The idea of tapping into PhilHealth’s reserves instead of providing direct government funding raises a fundamental question: Is this how other countries fund healthcare?
— United Kingdom (NHS): Funded through taxation, ensuring stable resources without raiding reserve funds.
— Canada (Medicare): Financed through general revenue, meaning healthcare costs are integrated into national budgeting priorities.
— Japan (Universal Health Insurance): A hybrid of government subsidies and employer-employee contributions, but government funding remains consistent.
Nowhere is it standard practice to fund essential healthcare services by pulling from reserves while cutting subsidies. If the Philippines is serious about Universal Health Care, the government must decide: Is PhilHealth a self-sustaining insurance provider or a national safety net that requires stable government funding?
Recognizing the risks of this precedent, a petition was filed in January 2025 challenging the government’s decision to reallocate PhilHealth’s reserves. The Supreme Court is set to hear oral arguments on whether the move was constitutional.
At stake is a fundamental question: Are PhilHealth’s funds truly for healthcare, or can the government use them as national reserves whenever needed?

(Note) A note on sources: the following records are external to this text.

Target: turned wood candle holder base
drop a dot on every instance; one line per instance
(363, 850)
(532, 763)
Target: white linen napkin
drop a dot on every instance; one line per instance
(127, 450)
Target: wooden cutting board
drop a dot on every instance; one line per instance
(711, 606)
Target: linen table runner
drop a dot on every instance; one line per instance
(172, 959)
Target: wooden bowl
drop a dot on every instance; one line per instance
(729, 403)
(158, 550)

If the Court rules in favor of the government, it sets a precedent that PhilHealth’s reserves — and potentially those of other agencies — are fair game. If it rules against the move, the government may have to return the funds — but what happens to the public health programs that were supposedly covered by the transfer?

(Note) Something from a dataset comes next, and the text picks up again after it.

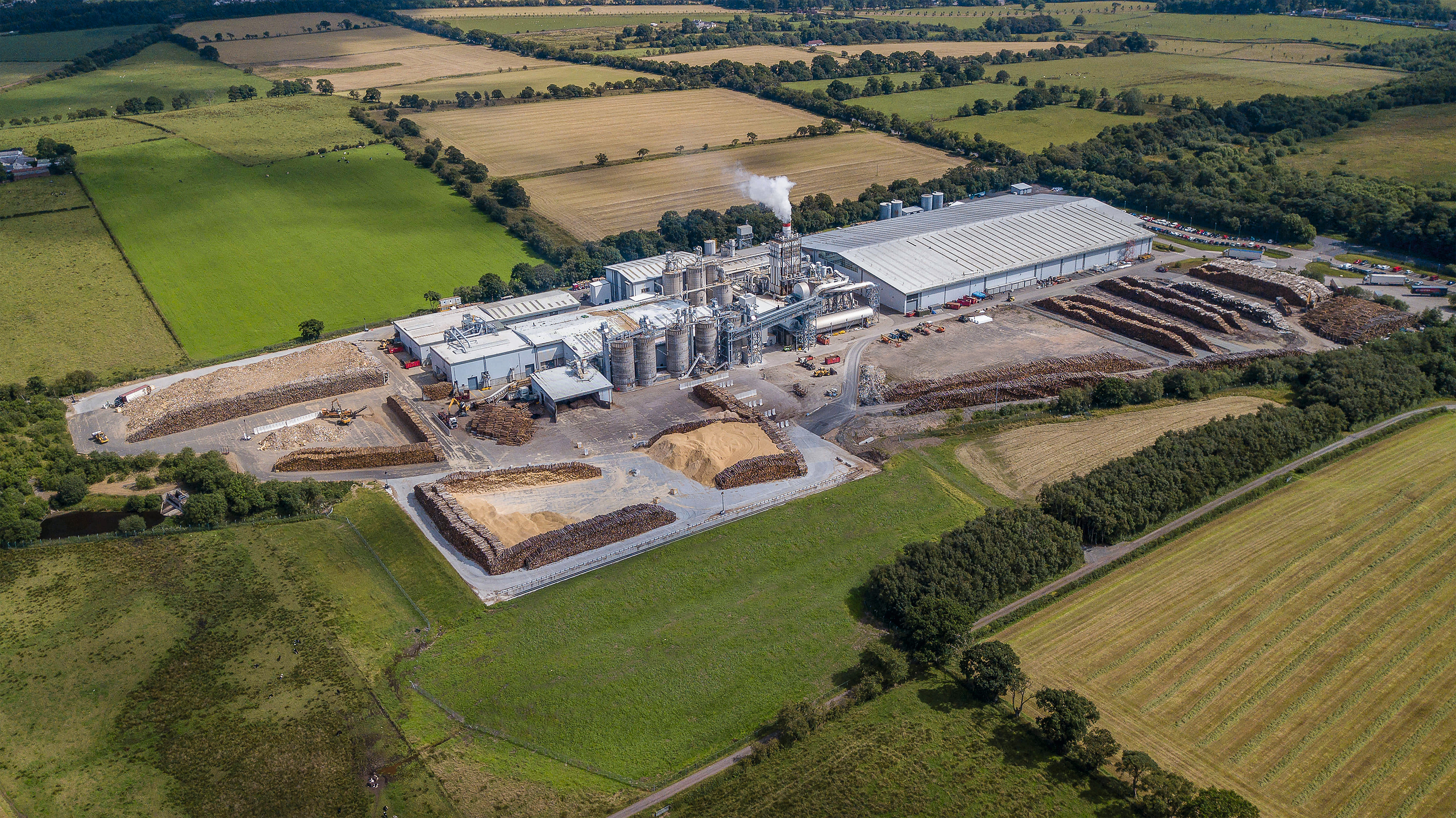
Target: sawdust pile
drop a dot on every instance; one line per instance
(512, 528)
(704, 453)
(299, 437)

This case could determine whether PhilHealth remains an independent healthcare institution or just another financial extension of the national budget.
At its core, PhilHealth’s case rate increase is not a real victory — it’s a financial illusion. Without stable funding, promises of higher benefit rates mean little if hospitals face delayed reimbursements, if patients endure longer claim processing times, and if PhilHealth members are expected to pay higher contributions to fill the gap.
More broadly, this raises an uncomfortable truth: healthcare is not being treated as a national priority. If it were, PhilHealth would be properly funded — not used as an accounting fix. A real commitment to healthcare means consistent, transparent, and sustainable funding — not politically convenient announcements with no financial backing.
If the government can takeP89.9 billion from PhilHealth once, what’s stopping it from doing it again? The Supreme Court case may determine the future of PhilHealth, but it also forces us to ask:
Is healthcare in the Philippines a public right -- or just another fund the government can dip into whenever it needs the cash?